Quand on sait le temps de préparation aux fêtes pascales que constitue le Carême – malheureusement plutôt vécu comme un moment de tristesse et non de retraite avec le Seigneur - on comprend mieux qu’il s’ouvre après les festivités du carnaval. En effet, n’ayant pas tous les mêmes aptitudes, la même endurance dans l’effort, le carnaval est une petite réserve de réjouissances que nous faisons avant d’aborder la route du Carême qui nous conduira à Pâques. On peut donc parler de 3 jours de liesse (ou même 4 jours si on tient compte du mercredi) pour aborder 40 jours de retraite.

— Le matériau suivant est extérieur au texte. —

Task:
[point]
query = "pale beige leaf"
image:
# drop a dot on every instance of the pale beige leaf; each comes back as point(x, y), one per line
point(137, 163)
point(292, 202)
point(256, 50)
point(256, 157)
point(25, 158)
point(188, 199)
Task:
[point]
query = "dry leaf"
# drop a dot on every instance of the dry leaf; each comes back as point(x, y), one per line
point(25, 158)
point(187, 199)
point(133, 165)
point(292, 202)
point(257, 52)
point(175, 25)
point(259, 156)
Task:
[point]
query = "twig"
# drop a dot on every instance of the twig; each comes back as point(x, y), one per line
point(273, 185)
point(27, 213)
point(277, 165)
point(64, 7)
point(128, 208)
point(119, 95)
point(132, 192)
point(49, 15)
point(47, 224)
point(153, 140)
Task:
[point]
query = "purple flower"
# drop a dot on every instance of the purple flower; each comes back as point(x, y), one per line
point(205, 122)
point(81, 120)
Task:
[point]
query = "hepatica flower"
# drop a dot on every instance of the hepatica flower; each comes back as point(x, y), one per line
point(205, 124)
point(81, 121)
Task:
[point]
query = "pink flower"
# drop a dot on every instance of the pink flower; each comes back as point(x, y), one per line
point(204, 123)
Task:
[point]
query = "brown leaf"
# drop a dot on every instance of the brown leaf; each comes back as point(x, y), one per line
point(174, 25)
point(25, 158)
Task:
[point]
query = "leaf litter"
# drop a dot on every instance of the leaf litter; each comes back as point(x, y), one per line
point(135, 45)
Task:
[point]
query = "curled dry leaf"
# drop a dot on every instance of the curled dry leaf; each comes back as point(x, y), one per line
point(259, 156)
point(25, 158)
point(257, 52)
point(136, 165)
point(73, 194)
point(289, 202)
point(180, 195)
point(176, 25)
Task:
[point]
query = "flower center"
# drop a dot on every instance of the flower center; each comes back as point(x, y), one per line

Notre société tend à faire du carnaval le temps de toutes les permissivités ; ce serait même sa caractéristique principale. Notons cependant que c’est une spécificité martiniquaise puisque qu’en Guadeloupe notamment, les carnavaliers doivent respecter des règles telles que l’inscription dans un groupe, la souscription d’une assurance, etc. Du coup, les « groupes malpropres » qui déferlent dans nos rues n’existent pratiquement pas ailleurs. Certes, ils ont l’avantage de permettre à tous, sans aucune condition, de participer à la parade et à nos chers vidés, mais ils sont également le lieu de bien des dérives. Et parce qu’il a compris ce que doit être le carnaval pour lui (une bouffée d’air avant la montée vers Pâques), le jeune Chrétien peut mieux discerner le sens à donner à ces jours de fête. Il est alors en mesure d’entendre les paroles de l’apôtre Paul aux Romains : « Ne prenez pas pour modèle le monde présent, mais transformez-vous en renouvelant votre façon de penser pour savoir reconnaître quelle est la volonté de Dieu : ce qui est bon, ce qui est capable de lui plaire, ce qui est parfait. » (Romains 12, 1-2).
Dans son témoignage, Eric qui apprécie ces instants de fête exprime clairement son inquiétude quant à la tournure du carnaval et sonne l’alarme. Il est du ressort de chacun de faire en sorte que la joie soit encore au rendez-vous en se respectant et en respectant l’autre.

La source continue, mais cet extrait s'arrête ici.